The National Archives of Namibia is encouraging Namibians to continue protecting natural and cultural resources as if they are unique and placing the accountability of preservation on the current generation.
That was said by the director of National Archives of Namibia Library and Archives Services Sarah Negumbo during an event that celebrates Heritage Week in Namibia at the National Archives in Windhoek on Wednesday.
Heritage Week is celebrated every year from 16 to 22 September.
The annual event gives an opportunity to celebrate heritage in Namibia.
During the week, the natural and historical sites, the objects protected by museums, arts and crafts and the traditional knowledge passed down from generation to generation are all celebrated.
This year’s theme for heritage week is ‘Hao wese g//e-//xae’, which translates as unity in diversity.
It encourages all Namibians to participate in embracing their heritage in all dimensions, such as cultural, traditional, documentary, natural or ecological – and it portrays the aspiration of the Namibian people.
The event was organised by the National Archives of Namibia in partnership with the Museums Association of Namibia, with a focus on sharing and re-telling history they have heard and learned about through the years.

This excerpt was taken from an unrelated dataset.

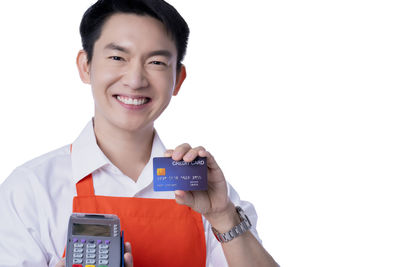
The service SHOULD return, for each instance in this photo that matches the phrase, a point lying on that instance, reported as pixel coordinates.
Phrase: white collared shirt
(36, 201)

Negumbo said the week is earmarked to celebrate Namibia’s rich and diverse heritage and ensure the culture is thriving by means of passing on inherited traditions and knowledge of the descendants to the future generation.
“The importance of celebrating the heritage week in Namibia is an opportunity for us, Namibians, to display our heritage and also be grateful for the rich heritage we are having,” said Negumbo.
The acting chief archivist at the National Archives of Namibia, Muningandu Ndivanga, highlighted the role of the National Archives of Namibia is to improve governance through accountability and transparency.
The archives house records of German, South African and Namibian governments.
“Some of the original records kept by the National Archives include the Treaty of Hoachanas (1858), the Ryksboek of Bethanie, Vaderlike Wette of the Rehoboth Basters, the Blue Book (1918), the Maharero papers and the Hendrik Witbooi papers,” pointed out Ndivanga.
She explained the materials outlined added to the body of knowledge of Namibia’s documentary heritage.
The chief archivist comprehensively indicated that preserving and providing access to these archival records ensures the support for transparency and good governance to the general public. “These materials provide support for the education and research needs of future generations,” she said.
The event was attended by learners, teachers, librarians and archivists.
Archivist Albertina Nekongo said the National Archives embrace records and archives without discrimination as long as the records are of national or historical importance.
“We are many; we are one. Let us stand together and promote our heritage as a nation, share knowledge and information, and make Namibia a better country. An informed nation is a prepared country; nothing can defeat a well-equipped and informed generation. Our archives can tell us what our country has gone through, and this can serve as a point of departure to building a unified nation,” she said.